To this end, we are launching an ongoing blog series responding to frequently asked questions about China. These are the sort of questions that anyone with some knowledge of China will have been asked with some regularity. At one point, they would have been limited to political scenes or academic settings. While some of the questions we present here are still more common to hear in these more specialized spheres, it has become increasingly common to hear many of them posed in mass media or raised in everyday social interactions. The answers we give here, then, are not geared toward “the left,” but are intended for general use. All will be available in both Chinese and English. Most are collectively authored, but some questions relate specifically to the experiences of our Chinese members. In these cases, we’ve disaggregated the collective response into individual voices, often asking other Chinese comrades to weigh in as well. In addition to the China FAQ series, we’ll also be adding a special “Chuang FAQ” entry answering some common questions about our own collective.

FAQ Introduction

When speaking of “the economy,” it has long been necessary to gain at least a basic familiarity with China. In the past few years, this has only become more unavoidable. Today, it isn’t an exaggeration to say that almost no political conversation can occur without some need to “weigh in” on what we call the “China question”—which is actually a series of questions relating to the current character of the Chinese state, the social struggles that exist within the country, the prospects of the Chinese economy, the supposed decline of US hegemony, the role of Chinese investment in poor countries, the impact all of this will have on the environment, etc. This is most apparent within the media, where a certain clickbait genre of dark sinofuturism has taken hold. Here, classical orientalist tropes of the “yellow peril” are reformatted into myths of an omnipotent totalitarian state seeking to colonize the world with its supercharged, state-owned industries and its massive populace, brainwashed into an unthinking nationalism. You are probably familiar with the genre… (Read More)

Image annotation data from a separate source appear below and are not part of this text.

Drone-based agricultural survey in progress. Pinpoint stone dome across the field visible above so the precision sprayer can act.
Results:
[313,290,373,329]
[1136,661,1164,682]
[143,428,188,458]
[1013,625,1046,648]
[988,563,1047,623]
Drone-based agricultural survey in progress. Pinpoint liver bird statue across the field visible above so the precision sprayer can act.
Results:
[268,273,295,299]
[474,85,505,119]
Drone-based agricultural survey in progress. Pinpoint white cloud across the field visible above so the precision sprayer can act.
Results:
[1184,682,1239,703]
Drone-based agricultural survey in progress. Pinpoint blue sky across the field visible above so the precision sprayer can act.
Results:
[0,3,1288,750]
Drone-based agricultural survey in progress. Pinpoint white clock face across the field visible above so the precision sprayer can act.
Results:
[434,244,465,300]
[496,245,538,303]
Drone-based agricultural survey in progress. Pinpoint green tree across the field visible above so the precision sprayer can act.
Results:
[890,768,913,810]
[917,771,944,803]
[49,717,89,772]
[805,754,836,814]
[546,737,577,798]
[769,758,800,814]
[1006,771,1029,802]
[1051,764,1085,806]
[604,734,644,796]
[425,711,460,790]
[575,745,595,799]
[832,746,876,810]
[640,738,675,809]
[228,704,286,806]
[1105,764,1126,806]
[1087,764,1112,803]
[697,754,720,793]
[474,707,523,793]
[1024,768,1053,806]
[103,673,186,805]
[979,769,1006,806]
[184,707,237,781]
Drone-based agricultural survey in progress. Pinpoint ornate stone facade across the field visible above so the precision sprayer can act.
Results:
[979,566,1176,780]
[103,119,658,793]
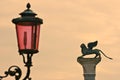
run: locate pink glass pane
[16,24,40,50]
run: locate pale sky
[0,0,120,80]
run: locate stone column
[77,57,101,80]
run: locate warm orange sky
[0,0,120,80]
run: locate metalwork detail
[26,3,31,9]
[0,66,22,80]
[22,54,33,80]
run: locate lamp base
[19,49,39,55]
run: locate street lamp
[0,3,43,80]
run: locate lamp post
[0,3,43,80]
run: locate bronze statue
[80,41,112,59]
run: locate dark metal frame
[0,3,43,80]
[0,54,33,80]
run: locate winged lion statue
[80,41,112,59]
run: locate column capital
[77,57,101,74]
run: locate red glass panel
[16,22,40,53]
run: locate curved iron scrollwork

What Do Chinese Workers Think about the CCP?

When I was a child, books and television would describe how, in the past, people’s lives had improved under the leadership of the CCP, and only those individuals with the greatest spirit of sacrifice could join the party, so “joining the party” seemed like a sacred thing. But I grew up after the Reform and Opening, when various phenomena in society and my family’s contradictory attitude toward the CCP filled me with doubts about this society, which was officially termed “the initial stage of socialism.” In college I applied to join the party, but I noticed that our Party Branch Secretary was the most distasteful (庸俗) person in our school, and the “perks” of membership such as precedence in getting a job as a civil servant held no attraction for me, so the whole idea of joining became distasteful. Later I came to realize that the CCP truly had nothing to do with communism, so my interest in it completely disappeared… (Read More)

Is China a Capitalist Country?

China is capitalist. It is capitalist both because it is fully integrated in the global capitalist system and because capitalist imperatives have penetrated all the way down to everyday life. The population in China, as elsewhere, depends on the market for survival, either directly or indirectly. In other words: you need money to survive. (Read More)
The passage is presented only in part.